Mobile payments are a secure and convenient alternative to traditional credit or debit card payments. However, as evidenced by recent findings, this relatively new technology has its security and privacy issues, and compliance standards that must be followed. It is commonly employed in two broad implementations: in one case, the buyer uses his or her phone with specialized software to authorize the operation. In the other, the payer uses his or her card with a magnetic stripe reader connected to the provider’s phone.
In the first scenario, customers use digital wallet software such as Apple Pay or Google Pay. This type of software allows them to store their credit or debit card details on the phone. However, rather than directly storing the data, the software requests a token from the issuing bank (Google Support, n. d.). When making a payment, the user taps his or her phone to the provider’s terminal, which uses a technology called near field communication (NFC) to exchange data (Square, 2017).
Specifically, the client’s phone provides the card’s token and a one-time purchase for the purchase in an encrypted form (Google Support, n. d.). At that point, the customer and the provider’s banks process the payment as normal. This approach makes the technique as secure as using a regular chip-based card as no card details are exchanged.
The second scenario uses a card reader device attached to the provider’s smartphone. This device utilizes the same technology as a regular point-of-sale (POS) reader, using the phone to transmit transaction data. They can work with traditional magstripe cards or modern contactless solutions like EVC cards and digital wallets (Square, n. d.). If used correctly, mobile POS is secure; however, it presents multiple opportunities for attack. Especially where magnetic strip operations are concerned, the strip data can be copied (Osborne, 2018). Furthermore, using Bluetooth for communication between the card reader and the phone presents additional vulnerabilities (Osborne, 2018). Thus, independent providers using mPOS solutions can present serious issues for PCI-DSS compliance.
Although the majority of use cases for cashless payment and mPOS solutions do not transfer credit card details directly, they can still present privacy and security issues. Notably, losing one’s phone can allow others to make purchases without the card holder’s consent even if security measures such as biometric identification are used (Porche, 2017). Similarly, a lost phone with a mobile POS solution can enable one to impersonate the provider and fraudulently charge customers. Furthermore, issues can arise from entering one’s personal data to add a card to his or her digital wallet through an unsecured or compromised Wi-Fi network can allow an attacker to intercept said data (Porche, 2017).

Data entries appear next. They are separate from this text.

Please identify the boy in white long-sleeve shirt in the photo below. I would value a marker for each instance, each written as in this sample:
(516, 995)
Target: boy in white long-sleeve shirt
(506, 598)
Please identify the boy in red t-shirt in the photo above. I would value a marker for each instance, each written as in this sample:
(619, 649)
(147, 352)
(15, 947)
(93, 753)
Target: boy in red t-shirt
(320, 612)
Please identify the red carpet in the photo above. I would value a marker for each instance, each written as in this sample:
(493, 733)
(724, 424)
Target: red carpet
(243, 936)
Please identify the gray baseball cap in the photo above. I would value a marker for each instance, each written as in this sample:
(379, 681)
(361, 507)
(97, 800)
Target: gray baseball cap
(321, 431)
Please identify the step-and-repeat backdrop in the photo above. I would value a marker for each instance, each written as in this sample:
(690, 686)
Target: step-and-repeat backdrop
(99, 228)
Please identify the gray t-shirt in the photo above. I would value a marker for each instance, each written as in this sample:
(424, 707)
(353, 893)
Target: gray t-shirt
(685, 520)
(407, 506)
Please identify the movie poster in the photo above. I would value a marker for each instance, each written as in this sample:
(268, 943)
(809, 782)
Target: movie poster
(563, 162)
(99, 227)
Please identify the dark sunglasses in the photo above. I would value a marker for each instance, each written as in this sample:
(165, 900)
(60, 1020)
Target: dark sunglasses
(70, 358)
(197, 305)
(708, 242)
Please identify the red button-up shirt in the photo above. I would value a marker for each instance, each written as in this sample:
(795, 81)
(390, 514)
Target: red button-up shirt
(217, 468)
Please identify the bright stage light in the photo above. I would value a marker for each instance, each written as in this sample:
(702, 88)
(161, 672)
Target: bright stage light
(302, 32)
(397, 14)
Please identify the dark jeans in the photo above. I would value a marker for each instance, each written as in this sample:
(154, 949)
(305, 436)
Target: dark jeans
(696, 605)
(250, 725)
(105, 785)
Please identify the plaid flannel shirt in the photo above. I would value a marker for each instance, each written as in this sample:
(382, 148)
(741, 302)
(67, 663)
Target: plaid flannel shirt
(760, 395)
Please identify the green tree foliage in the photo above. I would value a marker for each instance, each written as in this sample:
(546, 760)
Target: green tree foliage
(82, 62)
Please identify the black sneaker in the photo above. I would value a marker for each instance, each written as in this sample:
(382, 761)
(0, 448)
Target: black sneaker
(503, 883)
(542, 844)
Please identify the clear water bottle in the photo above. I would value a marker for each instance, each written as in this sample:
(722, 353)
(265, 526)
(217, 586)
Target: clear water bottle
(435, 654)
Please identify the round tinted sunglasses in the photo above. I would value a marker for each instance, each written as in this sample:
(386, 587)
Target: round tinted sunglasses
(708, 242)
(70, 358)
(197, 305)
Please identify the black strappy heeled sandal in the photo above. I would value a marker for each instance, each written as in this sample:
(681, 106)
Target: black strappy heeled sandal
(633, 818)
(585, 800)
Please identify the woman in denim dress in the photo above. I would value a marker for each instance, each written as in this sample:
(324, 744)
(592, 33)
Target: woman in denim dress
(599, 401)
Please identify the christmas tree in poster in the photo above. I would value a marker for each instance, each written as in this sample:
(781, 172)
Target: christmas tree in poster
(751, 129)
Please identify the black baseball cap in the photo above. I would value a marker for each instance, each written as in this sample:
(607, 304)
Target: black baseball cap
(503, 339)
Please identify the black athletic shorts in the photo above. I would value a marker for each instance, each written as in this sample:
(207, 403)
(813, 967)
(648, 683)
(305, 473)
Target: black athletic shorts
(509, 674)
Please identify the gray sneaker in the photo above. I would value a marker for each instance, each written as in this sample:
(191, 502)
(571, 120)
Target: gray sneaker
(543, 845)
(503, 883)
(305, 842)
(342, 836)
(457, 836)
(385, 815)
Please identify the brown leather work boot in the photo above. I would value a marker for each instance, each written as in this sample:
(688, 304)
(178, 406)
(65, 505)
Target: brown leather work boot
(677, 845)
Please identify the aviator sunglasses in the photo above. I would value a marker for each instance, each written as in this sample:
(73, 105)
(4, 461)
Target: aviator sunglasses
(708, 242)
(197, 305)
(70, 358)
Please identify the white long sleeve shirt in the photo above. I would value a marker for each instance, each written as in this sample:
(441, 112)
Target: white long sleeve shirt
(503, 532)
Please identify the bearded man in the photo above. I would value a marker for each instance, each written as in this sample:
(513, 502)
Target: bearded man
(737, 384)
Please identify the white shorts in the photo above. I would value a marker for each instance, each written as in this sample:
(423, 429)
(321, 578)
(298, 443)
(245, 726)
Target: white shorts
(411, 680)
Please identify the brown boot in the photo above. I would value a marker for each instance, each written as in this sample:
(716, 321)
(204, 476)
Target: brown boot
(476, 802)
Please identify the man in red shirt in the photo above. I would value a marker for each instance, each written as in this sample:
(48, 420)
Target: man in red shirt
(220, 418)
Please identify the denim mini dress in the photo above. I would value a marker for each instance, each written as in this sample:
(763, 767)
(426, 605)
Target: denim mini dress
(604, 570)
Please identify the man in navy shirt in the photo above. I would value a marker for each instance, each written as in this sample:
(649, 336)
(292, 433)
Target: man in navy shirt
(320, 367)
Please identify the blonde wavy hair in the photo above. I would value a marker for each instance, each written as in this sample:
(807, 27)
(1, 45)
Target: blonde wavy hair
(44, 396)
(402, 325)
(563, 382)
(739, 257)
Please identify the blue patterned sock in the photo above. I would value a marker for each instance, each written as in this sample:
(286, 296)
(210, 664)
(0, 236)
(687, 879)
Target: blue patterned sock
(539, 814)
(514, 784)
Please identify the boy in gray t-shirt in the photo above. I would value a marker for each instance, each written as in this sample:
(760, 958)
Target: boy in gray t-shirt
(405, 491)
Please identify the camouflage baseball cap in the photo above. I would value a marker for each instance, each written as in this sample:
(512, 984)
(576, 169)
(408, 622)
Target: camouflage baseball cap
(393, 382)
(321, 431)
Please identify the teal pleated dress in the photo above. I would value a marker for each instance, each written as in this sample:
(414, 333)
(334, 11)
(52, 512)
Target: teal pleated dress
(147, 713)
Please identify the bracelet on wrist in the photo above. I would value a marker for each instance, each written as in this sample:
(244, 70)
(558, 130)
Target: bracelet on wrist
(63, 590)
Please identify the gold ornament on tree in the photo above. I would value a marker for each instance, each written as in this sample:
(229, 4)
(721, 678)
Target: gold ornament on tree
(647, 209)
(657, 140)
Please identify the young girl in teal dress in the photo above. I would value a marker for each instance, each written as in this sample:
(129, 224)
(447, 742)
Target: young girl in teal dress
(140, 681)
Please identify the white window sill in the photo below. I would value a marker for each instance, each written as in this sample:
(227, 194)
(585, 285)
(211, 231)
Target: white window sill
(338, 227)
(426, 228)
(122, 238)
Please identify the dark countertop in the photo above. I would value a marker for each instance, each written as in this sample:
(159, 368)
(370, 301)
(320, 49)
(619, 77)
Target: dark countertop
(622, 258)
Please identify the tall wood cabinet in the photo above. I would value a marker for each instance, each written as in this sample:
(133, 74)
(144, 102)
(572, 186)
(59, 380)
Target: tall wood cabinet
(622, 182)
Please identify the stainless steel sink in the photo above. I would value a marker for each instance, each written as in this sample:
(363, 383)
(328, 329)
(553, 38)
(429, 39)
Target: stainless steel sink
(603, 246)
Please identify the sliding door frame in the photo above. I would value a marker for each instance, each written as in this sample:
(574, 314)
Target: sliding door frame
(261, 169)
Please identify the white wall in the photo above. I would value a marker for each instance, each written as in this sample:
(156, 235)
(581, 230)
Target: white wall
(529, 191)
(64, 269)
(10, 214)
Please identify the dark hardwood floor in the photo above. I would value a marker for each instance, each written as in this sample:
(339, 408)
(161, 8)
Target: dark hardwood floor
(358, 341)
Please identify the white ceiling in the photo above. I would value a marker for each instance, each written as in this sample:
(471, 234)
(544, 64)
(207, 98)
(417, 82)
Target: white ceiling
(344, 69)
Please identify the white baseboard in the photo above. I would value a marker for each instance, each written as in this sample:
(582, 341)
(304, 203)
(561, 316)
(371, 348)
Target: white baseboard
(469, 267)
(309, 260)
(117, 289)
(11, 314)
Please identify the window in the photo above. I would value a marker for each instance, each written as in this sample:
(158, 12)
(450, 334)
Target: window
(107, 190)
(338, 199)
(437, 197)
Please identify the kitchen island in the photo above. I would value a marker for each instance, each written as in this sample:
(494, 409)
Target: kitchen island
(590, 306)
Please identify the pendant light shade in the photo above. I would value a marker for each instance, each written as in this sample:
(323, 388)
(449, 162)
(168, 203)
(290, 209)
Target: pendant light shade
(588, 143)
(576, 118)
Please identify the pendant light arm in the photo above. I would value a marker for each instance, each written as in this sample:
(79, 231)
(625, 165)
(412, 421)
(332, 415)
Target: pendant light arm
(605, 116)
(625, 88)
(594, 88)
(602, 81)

Another avenue for attack is malware, which can infect a provider’s phone; since magnetic strip data of a given card does not change, intercepting it from a mobile card reader is tantamount to copying the card. Related to malware, digital wallet software itself can be counterfeited, presented as the genuine app, but transmitting any personal and credit or debit card data to the attacker (Shastri, 2019). Most of these concerns are outside of our company’s control.
In terms of PCI-DSS compliance, the present situations raises certain concerns. As mobile POS operations are carried out by authorized, but independent providers, it is impossible to control their behavior. Therefore, oversight over malware protection or their compliance with information security, which are required by PCI-DSS, is impossible (PCI Security Standards Council, 2018). Ultimately, allowing independent guest services to operate without oversight or additional authorization and verification is a detriment to PCI-DSS compliance.
References
Google Support (n. d.) How payments work. Google Pay merchants help. Web.
Osborne, C. (2018). PayPal, Square vulnerabilities impact mobile point-of-sale machines. Zdnet. Web.
PCI Security Standards Council (2018). PCI DSS Quick Reference Guide. Web.
Porche, B. (2017). 3 major mobile payment security risks, and how to avoid them. Creditcards. Web.
Shastri, S. (2019). 5 mobile payment security concerns to consider. PaymentsJournal. Web.
Square (2017). What are mobile payments? And how to use them. Web.
Square (n. d.) Square Reader for contactless and chip. Web.